Heterozygous variants in SPTBN1 cause intellectual disability and autism

Abstract

Spectrins are common components of cytoskeletons, binding to cytoskeletal elements and the plasma membrane, allowing proper localization of essential membrane proteins, signal transduction, and cellular scaffolding. Spectrins are assembled from α and β subunits, encoded by SPTA1 and SPTAN1 (α) and SPTB, SPTBN1, SPTBN2, SPTBN4, and SPTBN5 (β). Pathogenic variants in various spectrin genes are associated with erythroid cell disorders (SPTA1, SPTB) and neurologic disorders (SPTAN1, SPTBN2, and SPTBN4), but no phenotypes have been definitively associated with variants in SPTBN1 or SPTBN5. Through exome sequencing and case matching, we identified seven unrelated individuals with heterozygous SPTBN1 variants: two with de novo missense variants and five with predicted loss-of-function variants (found to be de novo in two, while one was inherited from a mother with a history of learning disabilities). Common features include global developmental delays, intellectual disability, and behavioral disturbances. Autistic features (4/6) and epilepsy (2/7) or abnormal electroencephalogram without overt seizures (1/7) were present in a subset. Identification of loss-of-function variants suggests a haploinsufficiency mechanism, but additional functional studies are required to fully elucidate disease pathogenesis. Our findings support the essential roles of SPTBN1 in human neurodevelopment and expand the knowledge of human spectrinopathy disorders.

Keywords: SPTBN1; neurodevelopmental disorder; spectrin; spectrinopathy.

Figure 1.. Location of identified variants within SPTBN1 protein domains.

(A) Schematic of βII spectrin illustrating location of protein domains and variants, with coding variants above the schematic and predicted splicing variants shown below. Red circles indicate predicted loss-of-function variants, while purple circles indicate missense variants. Two previously reported de novo variants indentified in males with autism spectrum disorder (Iossifov et al., 2014) are represented by gray, italicized text.
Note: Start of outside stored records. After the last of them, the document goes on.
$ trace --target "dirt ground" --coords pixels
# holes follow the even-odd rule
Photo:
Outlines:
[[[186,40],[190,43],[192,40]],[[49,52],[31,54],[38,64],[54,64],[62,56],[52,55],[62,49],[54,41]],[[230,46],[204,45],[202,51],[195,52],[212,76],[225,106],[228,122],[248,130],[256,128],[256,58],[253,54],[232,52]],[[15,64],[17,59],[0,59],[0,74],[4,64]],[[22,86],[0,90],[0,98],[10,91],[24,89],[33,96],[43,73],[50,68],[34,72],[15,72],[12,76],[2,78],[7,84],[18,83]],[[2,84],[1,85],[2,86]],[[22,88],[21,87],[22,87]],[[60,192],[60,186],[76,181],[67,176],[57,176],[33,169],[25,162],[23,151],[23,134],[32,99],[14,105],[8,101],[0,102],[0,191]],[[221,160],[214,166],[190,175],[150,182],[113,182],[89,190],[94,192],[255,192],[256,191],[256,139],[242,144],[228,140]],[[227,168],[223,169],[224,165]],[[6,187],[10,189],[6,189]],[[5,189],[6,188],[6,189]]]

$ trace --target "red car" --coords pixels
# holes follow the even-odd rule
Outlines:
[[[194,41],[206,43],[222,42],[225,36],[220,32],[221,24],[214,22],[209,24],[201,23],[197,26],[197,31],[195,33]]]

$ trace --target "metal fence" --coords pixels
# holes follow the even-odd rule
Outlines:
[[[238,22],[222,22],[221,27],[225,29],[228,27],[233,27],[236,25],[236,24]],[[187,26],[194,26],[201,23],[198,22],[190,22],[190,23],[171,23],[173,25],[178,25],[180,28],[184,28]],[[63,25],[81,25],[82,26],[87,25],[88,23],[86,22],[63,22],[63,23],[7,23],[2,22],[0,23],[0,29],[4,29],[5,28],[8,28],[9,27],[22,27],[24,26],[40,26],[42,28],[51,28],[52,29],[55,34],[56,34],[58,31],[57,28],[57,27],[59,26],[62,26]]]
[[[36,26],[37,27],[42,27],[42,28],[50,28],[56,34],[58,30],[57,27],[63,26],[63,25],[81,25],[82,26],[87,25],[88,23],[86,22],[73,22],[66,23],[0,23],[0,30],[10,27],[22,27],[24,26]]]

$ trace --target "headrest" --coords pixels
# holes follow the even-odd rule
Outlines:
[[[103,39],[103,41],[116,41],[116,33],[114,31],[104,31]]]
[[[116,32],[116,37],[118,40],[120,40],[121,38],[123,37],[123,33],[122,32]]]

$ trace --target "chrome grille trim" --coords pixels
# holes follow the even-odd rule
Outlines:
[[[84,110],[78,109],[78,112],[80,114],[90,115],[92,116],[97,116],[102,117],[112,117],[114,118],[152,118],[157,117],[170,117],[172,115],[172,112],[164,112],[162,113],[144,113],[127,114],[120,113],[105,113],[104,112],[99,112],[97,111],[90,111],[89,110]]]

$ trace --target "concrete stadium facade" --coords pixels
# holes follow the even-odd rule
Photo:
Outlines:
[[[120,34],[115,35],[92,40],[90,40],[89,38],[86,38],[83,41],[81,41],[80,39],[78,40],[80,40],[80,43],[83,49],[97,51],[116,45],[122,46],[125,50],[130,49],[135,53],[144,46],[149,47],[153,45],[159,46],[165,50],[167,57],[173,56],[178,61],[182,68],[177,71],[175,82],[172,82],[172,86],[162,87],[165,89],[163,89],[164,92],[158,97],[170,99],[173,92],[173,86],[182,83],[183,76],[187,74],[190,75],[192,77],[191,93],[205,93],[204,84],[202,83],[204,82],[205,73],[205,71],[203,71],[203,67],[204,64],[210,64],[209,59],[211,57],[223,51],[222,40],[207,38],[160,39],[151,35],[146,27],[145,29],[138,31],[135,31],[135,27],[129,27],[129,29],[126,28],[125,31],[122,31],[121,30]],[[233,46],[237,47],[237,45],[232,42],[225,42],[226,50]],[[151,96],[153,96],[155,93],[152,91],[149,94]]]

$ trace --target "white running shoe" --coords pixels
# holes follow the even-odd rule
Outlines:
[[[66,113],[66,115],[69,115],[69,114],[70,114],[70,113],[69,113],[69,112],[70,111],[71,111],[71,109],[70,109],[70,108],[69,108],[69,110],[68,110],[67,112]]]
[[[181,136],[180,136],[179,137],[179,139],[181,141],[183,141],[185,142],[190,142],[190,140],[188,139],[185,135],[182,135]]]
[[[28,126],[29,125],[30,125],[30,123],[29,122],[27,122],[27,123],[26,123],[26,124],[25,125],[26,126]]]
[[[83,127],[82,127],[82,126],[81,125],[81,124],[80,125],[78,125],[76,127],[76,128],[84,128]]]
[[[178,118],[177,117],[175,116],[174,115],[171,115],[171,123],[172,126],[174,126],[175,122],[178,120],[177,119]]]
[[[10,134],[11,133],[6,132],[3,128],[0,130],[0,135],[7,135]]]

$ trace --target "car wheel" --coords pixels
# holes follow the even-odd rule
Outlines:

CH = calponin homology domain; PH = plekstrin homology domain; aa = amino acids. (B) Residues affected by missense variants in individuals 1 and 2 are conserved across vertebrate species (obtained from UCSC Genome Browser, genome.ucsc.edu). (C-D) Visualization of wild-type aspartic acid at amino acid 1881 (light green, C) and its replacement by asparagine (light green, D). This residue is within the 15^th spectrin repeat, near the site of ankyrin binding. Visualization is from DynaMut (Rodrigues, Pires, & Ascher, 2018), based on the crystal structure of the 14^th-16^th spectrin repeats (3EDV from Protein Data Bank, rcsb.org). Crystal structure for the second calponin homology domain, where individual 1’s missense variant is located, was not available in Protein Data Bank.

Figure 2.. Physical features of individuals with SPTBN1 variants.

(A-B) Individual 1 at 25 years of age. Note broad forehead and tapered fingers. (C-D) Individual 5 at 4 years of age. Note flat nasal bridge, uplifted earlobes, and fetal finger pads. (E-G) Individual 6 at 10 years of age. Note suspected shortened fourth and fifth metacarpals, hypoplastic nails, and hypoplastic fifth toe. (H) Individual 7 at 4 years of age.